The Silver Bullet: Will Ferrell’s Golf Comedy Rolls a Vintage Bus Into the Fairway

The first thing you see is the bus. Not the golf course, not the garish plaid trousers, not even Will Ferrell’s ruddy, unflappable grin. It’s a 45-foot silver behemoth, a converted coach from an era when Detroit still believed in chrome and vinyl, and it rumbles onto the green like a spaceship crashing a garden party. That bus—Lonnie Hawkins’s mobile command center, his rolling man cave, his statement of intent—is the real star of *The Hawk*, Netflix’s new five-episode comedy from the once-king of American silliness. And for anyone who appreciates the art of the absurdly oversized vehicle, it’s a thing of beauty.
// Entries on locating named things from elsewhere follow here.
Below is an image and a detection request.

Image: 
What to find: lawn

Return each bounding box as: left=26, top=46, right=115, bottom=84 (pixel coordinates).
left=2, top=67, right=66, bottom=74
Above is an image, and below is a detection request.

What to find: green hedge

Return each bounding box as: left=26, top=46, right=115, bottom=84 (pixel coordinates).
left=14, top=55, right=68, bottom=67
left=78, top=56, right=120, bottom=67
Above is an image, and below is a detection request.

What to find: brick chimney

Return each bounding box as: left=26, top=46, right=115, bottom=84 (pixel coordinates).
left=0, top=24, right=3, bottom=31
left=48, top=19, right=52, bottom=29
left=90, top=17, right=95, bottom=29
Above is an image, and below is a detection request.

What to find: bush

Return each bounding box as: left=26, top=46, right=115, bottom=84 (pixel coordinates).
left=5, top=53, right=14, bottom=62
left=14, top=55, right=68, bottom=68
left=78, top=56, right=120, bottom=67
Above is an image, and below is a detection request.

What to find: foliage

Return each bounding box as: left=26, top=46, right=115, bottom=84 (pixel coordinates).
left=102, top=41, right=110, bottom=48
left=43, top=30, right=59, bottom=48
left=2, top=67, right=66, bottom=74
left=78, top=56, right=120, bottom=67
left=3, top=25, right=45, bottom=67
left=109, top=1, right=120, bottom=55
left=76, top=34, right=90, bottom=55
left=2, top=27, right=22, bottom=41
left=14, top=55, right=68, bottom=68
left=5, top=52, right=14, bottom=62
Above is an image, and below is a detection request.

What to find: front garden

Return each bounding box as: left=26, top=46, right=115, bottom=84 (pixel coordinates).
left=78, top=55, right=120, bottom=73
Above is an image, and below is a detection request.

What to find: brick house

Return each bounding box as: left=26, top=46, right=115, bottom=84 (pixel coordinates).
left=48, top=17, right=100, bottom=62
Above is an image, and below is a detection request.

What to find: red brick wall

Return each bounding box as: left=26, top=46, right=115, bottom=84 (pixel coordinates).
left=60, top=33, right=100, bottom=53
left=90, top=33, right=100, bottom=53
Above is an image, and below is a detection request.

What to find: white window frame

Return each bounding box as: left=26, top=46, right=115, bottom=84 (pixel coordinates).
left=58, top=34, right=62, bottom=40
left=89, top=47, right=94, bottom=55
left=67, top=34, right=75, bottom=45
Ferrell plays Lonnie Hawkins, a once-great golfer on a decade-long losing streak. He’s a man who has never met a rule he couldn’t bend, a woman he couldn’t charm, or a polyester shirt he couldn’t pull off. But the real plot, the one that matters to our desk, is the bus. It’s a 1970s Silver Eagle, a model that once ferried rock bands and circus performers across the heartland. Hawkins has fitted it out with shag carpet, a disco ball, a wet bar stocked with cheap whiskey, and a sound system that can rattle the fillings out of a caddy. It’s the kind of vehicle that says: I don’t care what you think. I’m here to have fun, and I’m taking up three parking spaces.
The craftsmanship of this particular bus is a study in deliberate, kitschy excess. The original Silver Eagles were built by General Motors with a 8V-71 Detroit Diesel engine, a two-stroke diesel that sounds like a chainsaw gargling gravel. Hawkins’s version has been modified with a wraparound leather sofa, a fold-out bed, and a custom paint job that gleams like a mirrorball. The details matter: the chrome trim is polished to a mirror finish, the vinyl seats are stitched with a diamond pattern that would make a Las Vegas lounge proud, and the steering wheel is wrapped in white leather. It’s not subtle. It’s not tasteful. But it is magnificent. This is the kind of vehicle that belongs in a museum of Americana, alongside Elvis’s Cadillac and the Batmobile.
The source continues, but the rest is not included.